Numerosi studi attestano che il 78% dei bambini che ricevono una diagnosi di disturbo mentale durante l’infanzia, come quello dell’ansia, è a rischio per lo sviluppo di disturbi psicopatologici più gravi nelle fasi di vita successive e che adolescenti con un disturbo mentale diagnosticato sono esposti a un rischio sei volte superiore di ricevere una diagnosi di disturbo psichiatrico da giovani adulti. A questi dati si aggiunge un’incidenza preoccupante del suicidio, oggi seconda causa di morte tra i ragazzi/giovani di età compresa tra i 10 e i 25 anni, complice anche la pandemia che ha notevolmente aumentato i casi di disagio psico-emotivo nei giovani, causando una vera e propria ondata di pandemia emozionale, i cui effetti a lungo termine non sono ancora ben identificabili. Un contesto clinico e sociale che richiama alle necessità di trovare e mettere in atto soluzioni, rapide ed efficaci, alle difficoltà della transizione dall’età evolutiva a quella adulta, mirate ai disturbi di salute mentale, per garantire una continuità assistenziale adeguata.

Le proposte

Occorre lavorare in un’ottica di continuità, integrata, con il coinvolgimento di più figure professionali e di tutti i setting coinvolti nella presa in carico e in cura del disagio mentale minorile.
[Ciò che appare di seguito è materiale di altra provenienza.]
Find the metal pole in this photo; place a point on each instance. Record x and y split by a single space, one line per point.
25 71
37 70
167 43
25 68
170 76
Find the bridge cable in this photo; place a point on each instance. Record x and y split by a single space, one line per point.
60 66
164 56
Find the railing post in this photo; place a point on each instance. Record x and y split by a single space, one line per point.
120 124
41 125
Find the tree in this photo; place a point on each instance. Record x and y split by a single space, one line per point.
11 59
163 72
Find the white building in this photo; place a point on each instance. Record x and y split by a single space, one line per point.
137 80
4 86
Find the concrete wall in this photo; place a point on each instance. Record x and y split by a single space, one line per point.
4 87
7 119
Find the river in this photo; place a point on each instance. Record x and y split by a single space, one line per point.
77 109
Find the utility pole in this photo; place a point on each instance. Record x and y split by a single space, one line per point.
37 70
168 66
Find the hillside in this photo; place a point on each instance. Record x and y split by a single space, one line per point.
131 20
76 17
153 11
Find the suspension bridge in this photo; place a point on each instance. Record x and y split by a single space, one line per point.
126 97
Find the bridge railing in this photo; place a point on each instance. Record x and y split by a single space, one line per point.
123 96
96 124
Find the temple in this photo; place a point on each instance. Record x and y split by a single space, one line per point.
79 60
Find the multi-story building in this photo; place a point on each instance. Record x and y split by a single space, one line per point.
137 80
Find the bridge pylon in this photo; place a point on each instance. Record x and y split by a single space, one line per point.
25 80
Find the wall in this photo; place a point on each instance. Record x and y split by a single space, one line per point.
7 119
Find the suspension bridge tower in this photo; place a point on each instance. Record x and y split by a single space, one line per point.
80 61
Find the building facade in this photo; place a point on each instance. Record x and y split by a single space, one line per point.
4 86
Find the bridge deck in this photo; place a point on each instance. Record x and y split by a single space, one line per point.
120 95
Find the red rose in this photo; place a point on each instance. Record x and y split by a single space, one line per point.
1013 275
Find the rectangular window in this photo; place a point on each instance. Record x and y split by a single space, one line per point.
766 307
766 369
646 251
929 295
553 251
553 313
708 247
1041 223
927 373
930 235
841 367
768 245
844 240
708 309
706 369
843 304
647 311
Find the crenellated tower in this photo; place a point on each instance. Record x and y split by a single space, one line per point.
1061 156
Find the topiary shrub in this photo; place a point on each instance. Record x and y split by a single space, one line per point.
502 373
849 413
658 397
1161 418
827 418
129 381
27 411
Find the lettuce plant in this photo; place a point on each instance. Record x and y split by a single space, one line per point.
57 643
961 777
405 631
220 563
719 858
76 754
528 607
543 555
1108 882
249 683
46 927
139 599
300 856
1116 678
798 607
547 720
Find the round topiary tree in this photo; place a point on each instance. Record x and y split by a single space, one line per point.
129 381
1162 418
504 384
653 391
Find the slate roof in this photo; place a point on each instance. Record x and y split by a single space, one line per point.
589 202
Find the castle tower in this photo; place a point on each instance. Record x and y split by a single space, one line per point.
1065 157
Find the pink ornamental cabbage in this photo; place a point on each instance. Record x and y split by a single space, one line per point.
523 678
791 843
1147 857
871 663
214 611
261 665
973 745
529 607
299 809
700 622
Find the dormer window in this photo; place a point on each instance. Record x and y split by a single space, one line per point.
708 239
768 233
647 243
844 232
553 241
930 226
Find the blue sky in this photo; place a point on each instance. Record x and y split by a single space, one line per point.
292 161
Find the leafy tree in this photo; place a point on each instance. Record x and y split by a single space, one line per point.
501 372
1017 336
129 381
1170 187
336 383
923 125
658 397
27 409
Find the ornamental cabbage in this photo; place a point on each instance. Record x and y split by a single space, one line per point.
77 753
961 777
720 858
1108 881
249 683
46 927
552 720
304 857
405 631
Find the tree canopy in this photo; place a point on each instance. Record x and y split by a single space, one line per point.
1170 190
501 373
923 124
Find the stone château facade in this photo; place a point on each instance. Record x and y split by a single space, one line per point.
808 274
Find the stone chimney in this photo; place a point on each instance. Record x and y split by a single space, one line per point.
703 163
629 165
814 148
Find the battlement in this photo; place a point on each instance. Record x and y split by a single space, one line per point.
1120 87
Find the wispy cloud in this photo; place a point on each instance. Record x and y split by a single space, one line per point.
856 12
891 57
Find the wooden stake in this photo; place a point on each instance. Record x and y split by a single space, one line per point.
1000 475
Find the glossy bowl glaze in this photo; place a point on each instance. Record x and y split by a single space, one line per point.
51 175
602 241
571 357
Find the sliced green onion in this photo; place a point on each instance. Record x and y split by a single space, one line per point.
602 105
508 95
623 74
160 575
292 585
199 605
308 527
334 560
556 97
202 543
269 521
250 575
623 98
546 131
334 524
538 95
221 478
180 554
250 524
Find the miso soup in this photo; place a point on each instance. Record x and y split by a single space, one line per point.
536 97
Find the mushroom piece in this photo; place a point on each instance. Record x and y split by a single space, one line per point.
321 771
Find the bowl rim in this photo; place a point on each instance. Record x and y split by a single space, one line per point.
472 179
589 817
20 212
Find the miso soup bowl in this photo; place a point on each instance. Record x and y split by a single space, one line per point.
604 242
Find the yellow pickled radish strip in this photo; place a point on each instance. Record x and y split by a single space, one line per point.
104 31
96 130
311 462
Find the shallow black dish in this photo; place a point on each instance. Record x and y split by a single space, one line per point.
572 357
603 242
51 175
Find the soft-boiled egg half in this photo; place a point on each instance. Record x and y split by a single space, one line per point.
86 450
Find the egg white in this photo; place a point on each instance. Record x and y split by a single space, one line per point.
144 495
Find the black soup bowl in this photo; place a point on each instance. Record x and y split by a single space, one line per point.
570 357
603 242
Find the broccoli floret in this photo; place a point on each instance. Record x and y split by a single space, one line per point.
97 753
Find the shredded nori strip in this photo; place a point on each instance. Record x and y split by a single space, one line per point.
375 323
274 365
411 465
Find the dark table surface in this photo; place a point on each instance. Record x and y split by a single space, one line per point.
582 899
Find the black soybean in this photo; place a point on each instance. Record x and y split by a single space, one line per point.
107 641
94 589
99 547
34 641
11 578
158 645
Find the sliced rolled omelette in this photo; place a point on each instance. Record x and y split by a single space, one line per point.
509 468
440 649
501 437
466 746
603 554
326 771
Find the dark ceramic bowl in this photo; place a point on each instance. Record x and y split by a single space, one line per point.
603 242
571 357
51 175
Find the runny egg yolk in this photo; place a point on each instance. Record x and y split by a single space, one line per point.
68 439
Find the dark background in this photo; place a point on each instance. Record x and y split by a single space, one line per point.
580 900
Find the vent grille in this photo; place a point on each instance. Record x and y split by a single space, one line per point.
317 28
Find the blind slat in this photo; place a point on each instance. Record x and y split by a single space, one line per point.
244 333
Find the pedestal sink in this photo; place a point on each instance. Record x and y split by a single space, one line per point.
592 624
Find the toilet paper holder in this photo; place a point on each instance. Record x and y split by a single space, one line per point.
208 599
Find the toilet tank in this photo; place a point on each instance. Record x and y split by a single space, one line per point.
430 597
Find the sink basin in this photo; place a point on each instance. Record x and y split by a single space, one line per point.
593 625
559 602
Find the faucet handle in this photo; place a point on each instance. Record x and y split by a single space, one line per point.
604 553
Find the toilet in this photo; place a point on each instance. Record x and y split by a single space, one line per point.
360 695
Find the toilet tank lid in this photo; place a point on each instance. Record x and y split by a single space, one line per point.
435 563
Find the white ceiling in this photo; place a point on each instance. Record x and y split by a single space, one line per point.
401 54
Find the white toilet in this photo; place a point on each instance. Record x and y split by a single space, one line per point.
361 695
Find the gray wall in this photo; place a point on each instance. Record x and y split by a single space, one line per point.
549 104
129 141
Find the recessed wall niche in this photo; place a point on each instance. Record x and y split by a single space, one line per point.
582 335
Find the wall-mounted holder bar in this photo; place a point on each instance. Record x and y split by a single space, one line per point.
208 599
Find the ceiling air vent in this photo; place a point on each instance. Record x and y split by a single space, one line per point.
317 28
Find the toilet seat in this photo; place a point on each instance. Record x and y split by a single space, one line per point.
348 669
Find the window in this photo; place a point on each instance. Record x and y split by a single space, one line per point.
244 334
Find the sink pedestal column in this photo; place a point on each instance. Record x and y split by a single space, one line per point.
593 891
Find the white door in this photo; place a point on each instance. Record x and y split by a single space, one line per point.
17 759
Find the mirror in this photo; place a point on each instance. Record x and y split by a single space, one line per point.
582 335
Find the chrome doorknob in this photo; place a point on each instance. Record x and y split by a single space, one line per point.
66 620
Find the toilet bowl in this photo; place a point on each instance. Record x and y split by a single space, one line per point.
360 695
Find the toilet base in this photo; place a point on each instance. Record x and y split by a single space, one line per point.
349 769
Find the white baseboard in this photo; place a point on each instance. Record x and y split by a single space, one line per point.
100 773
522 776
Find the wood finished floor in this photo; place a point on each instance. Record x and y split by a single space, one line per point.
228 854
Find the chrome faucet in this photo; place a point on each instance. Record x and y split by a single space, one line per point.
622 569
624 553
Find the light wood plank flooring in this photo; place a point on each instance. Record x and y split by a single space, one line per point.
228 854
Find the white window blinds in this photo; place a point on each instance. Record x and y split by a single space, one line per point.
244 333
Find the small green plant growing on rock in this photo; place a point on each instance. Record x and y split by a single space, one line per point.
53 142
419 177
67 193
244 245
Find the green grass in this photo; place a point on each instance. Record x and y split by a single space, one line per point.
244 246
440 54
È necessario:
– pensare a percorsi di cura non solo longitudinali, ma anche trasversali fra servizi, con un lavoro sinergico e integrato di Ser.D (Servizi Pubblici per le dipendenze), UONPIA (Unità Operativa Neuropsichiatria Psicologia Infanzia Adolescenza), psichiatria che tengano presenti le comorbilità;
– strutturare servizi dedicati all’adolescenza, in cui possano collaborare psichiatria e neuropsichiatria e Ser.D, che coprano anche la fascia di età dei giovani adulti (14-24 anni) e servizi dedicati agli esordi della patologia, di norma in età infantile/pediatrica;
– organizzare servizi per patologia, per esempio per i disturbi del comportamento alimentare, spesso indice di un primo disagio, con équipe multidisciplinari in cui la transizione avvenga all’interno del servizio stesso;
– implementare procedure di passaggio per età, non rigidamente anagrafiche, ma che tengano conto della situazione clinica ed evolutiva del ragazzo/adolescente;
– prevedere servizi dedicati che coprano non solo l’ambito ambulatoriale, ma anche i reparti per le acuzie e strutture riabilitative dedicate;
– superare le criticità delle acuzie gestite nei PS degli adulti e ricoverati in SPDC (Servizio Psichiatrico di Diagnosi e Cura).